11. Should it not be possible for us to reach an agreement at this stage on Freedoms III, IV and V, when great battles in which our troops are fighting side by side are at their height and when we are preparing for immense new further efforts against Japan, I cannot see that a temporary adjournment to allow of the aforesaid patient discussions would do any serious harm. On the contrary, I believe that it would be as readily understood as was the postponement of final decision at Dumbarton Oaks. There is always the great body of technical matter upon which agreement has been secured. Therefore, unless complete agreement is reached, I plead that there shall be an adjournment. Such adjournment for a short time, if asked for by an intimately-allied power like us, ought not to be denied, nor ought we to be confronted with such very serious contingencies as are set out in your message received on Saturday. As [An?] open dispute carried out by Parliament and Congress, both of which would have to be informed and in our voluble free press on both sides, would do far more harm to the war effort and to our hopes of the future than an adjournment of a few weeks or even months, while both parties persevered behind the scenes for a settlement.
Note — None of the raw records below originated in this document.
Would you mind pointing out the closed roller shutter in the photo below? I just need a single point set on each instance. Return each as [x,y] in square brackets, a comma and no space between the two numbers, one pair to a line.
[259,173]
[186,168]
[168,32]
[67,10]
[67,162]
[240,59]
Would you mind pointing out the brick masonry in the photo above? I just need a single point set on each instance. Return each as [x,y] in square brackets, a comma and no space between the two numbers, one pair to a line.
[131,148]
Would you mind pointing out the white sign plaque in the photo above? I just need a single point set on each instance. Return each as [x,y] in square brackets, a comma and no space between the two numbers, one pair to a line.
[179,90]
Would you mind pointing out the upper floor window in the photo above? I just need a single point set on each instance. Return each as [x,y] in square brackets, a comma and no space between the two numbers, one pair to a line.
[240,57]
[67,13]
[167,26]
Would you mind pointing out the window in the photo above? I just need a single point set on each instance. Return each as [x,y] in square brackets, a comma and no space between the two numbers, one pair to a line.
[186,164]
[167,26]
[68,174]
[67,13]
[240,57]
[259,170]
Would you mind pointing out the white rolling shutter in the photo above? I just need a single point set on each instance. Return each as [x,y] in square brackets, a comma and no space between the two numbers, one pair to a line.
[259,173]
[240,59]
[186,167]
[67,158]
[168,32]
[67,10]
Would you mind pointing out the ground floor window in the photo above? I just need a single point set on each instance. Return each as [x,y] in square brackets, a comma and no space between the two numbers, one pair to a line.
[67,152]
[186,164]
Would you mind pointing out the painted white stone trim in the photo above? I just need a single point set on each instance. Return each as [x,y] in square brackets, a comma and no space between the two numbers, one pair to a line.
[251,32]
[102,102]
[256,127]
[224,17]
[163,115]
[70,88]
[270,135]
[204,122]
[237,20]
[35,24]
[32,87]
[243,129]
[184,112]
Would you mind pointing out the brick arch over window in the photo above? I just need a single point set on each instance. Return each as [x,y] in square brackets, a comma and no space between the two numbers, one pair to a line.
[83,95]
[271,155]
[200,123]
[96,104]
12. It is my earnest hope that you will not bring on this air discussion the prospect of our suffering less generous treatment on Lend-Lease than we had expected from the Quebec discussions. But even if I thought that we were to be so penalized, I would not feel myself able to agree to a decision contrary to the merits, as we see them, on this matter.
13. I should be ready, of course, to accept impartial arbitration on the points outstanding at the Chicago conference, provided that they were discussed in relation to the general framework. We have not yet got our World Court again, but there are friendly states and neutral states from whom competent judges might be found.
14. Let me say also, that I have never advocated competitive “bigness” in any sphere between our two countries in their present state of development. You will have the greatest navy in the world. You will have, I hope, the greatest air force. You will have the greatest trade. You have all the gold. But these things do not oppress my mind with fear because I am sure the American people under your re-acclaimed leadership will not give themselves over to vainglorious ambitions, and that justice and fair-play will be the lights that guide them.